I bought a token number of shares of NMG in March. I’m not a fan on either of the listed mediahouses. I think they both face very difficult futures
I just put in a ridiculously low bid using some change I had in my brokerage account and my bid somehow traded.
Newspapers in Kenya are dying a long, painful death. The newspaper reading age is thinning out as elder folks die/retire. People under 40 see no reason to buy newspapers when every tiny piece of ‘newsworthy’ news is broadcast on twitter and blogs before it even happens
My guess is that corporates and organizations who have been a major customer for newspapers, will aggressively cut down on non essential expenses. Daily newspapers will be the first to go, along with 10 o’clock tea.
I don’t think paid online subscriptions will be a hit. Especially with rampant piracy of online papers which are then extensively shared on Whatsapp groups for free.
I recently saw Saf joined with mediahouses to make online newspapers available for 20 bob per issue. This is laudable, but too little too late.
For one, newspapers have been trying to sell online copies for years now. Joining up with Saf is an admission that it didn’t work out.
The safaricom partnership is going to inject a buzz into the whole thing, but that will fizzle out in short order.

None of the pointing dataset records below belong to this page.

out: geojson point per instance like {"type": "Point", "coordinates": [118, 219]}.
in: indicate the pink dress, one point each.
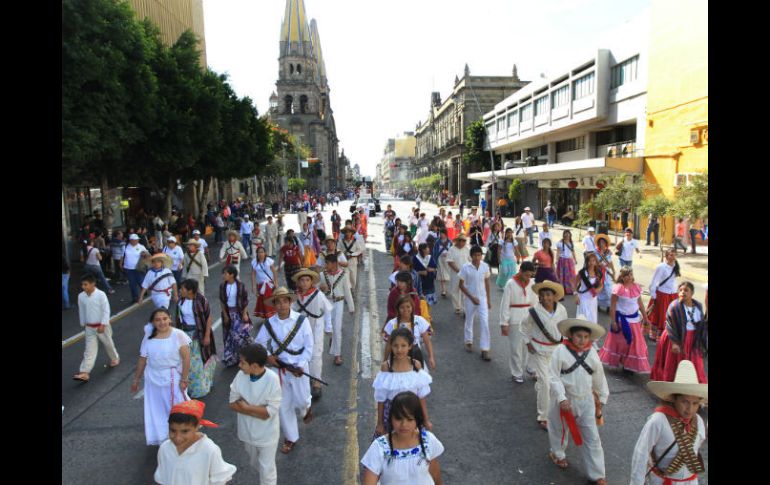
{"type": "Point", "coordinates": [626, 347]}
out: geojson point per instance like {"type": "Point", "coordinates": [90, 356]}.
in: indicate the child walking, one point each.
{"type": "Point", "coordinates": [255, 394]}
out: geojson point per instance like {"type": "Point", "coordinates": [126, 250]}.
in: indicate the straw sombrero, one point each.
{"type": "Point", "coordinates": [306, 272]}
{"type": "Point", "coordinates": [550, 285]}
{"type": "Point", "coordinates": [685, 382]}
{"type": "Point", "coordinates": [602, 236]}
{"type": "Point", "coordinates": [167, 261]}
{"type": "Point", "coordinates": [597, 331]}
{"type": "Point", "coordinates": [278, 293]}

We love to see Saf as a company that turns everything it touches into gold and so we are quite forgiving of past duds such as Masoko and Big box.

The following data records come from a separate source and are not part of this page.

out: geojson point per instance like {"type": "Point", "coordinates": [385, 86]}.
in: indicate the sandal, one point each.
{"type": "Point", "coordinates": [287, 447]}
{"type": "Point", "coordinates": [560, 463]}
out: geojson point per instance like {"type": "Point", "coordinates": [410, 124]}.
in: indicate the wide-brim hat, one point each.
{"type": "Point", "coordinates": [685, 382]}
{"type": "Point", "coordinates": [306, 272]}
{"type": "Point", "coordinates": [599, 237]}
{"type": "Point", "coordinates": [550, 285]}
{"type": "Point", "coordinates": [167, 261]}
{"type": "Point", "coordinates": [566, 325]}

But while Saf my not save the patient, its platform offers a wider market for online newspapers. It is a good thing. The beauty of online newspapers is that costs are miniscule. No printing paper, no press machines to maintain, no distribution network to support.
Online papers can be wildly profitable. A 20-shilling online copy can have better margins than a 60-shilling physical copy. But if you lack a sizeable market, you will just have huge margins on small revenues.

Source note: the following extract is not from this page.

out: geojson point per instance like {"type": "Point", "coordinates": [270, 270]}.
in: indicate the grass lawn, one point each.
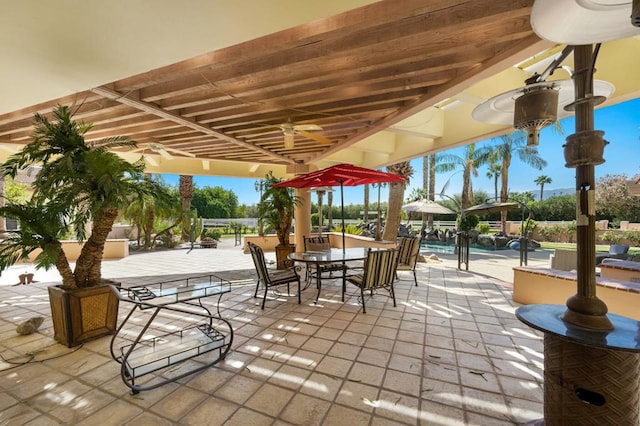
{"type": "Point", "coordinates": [572, 246]}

Of course you have to take into account Saf will take a cut too.
When the two papers capitulate, we may never notice it because their owners are mediahouses with radio and TV businesses, all in different states of health. These radio and TV businesses will be left supporting the patient even while he is on life support possibly for decades.
A quickly evaporating market isn’t newspapers’ sole worry. Shrinking Ad revenue will be an even bigger worry.
Even pre-corona, there were ominous signs of impending calamity.
For one, GoK, a major ad space client had proved an horrendously unreliable payer.
Second, the fact that a major mediahouse hosted a dinner, or whatever it was, for their then best advertiser group - auctioneers - says a lot about the economic prospects for everybody else, including the media houses themselves.
If the above dinner story is accurate, I bet the newsfirms will have to host an even bigger auctioneers’ dinner post corona.
Aside from that, advertisers are going heavy on placing ads directly on celebrity Youtube channels, where I think, there is more efficiency in audience targeting at lower costs.
Thus I see no need for mediahouses to make any significant capital investments in their print lines in future. What they should be doing is divesting wherever possible. Make the newspaper units as lean as can be. No heroics, no drama. Slowly cut back.
Get as much cash back as possible and put it into other units or better still, give it back to shareholders. Then wait for the next campaign season.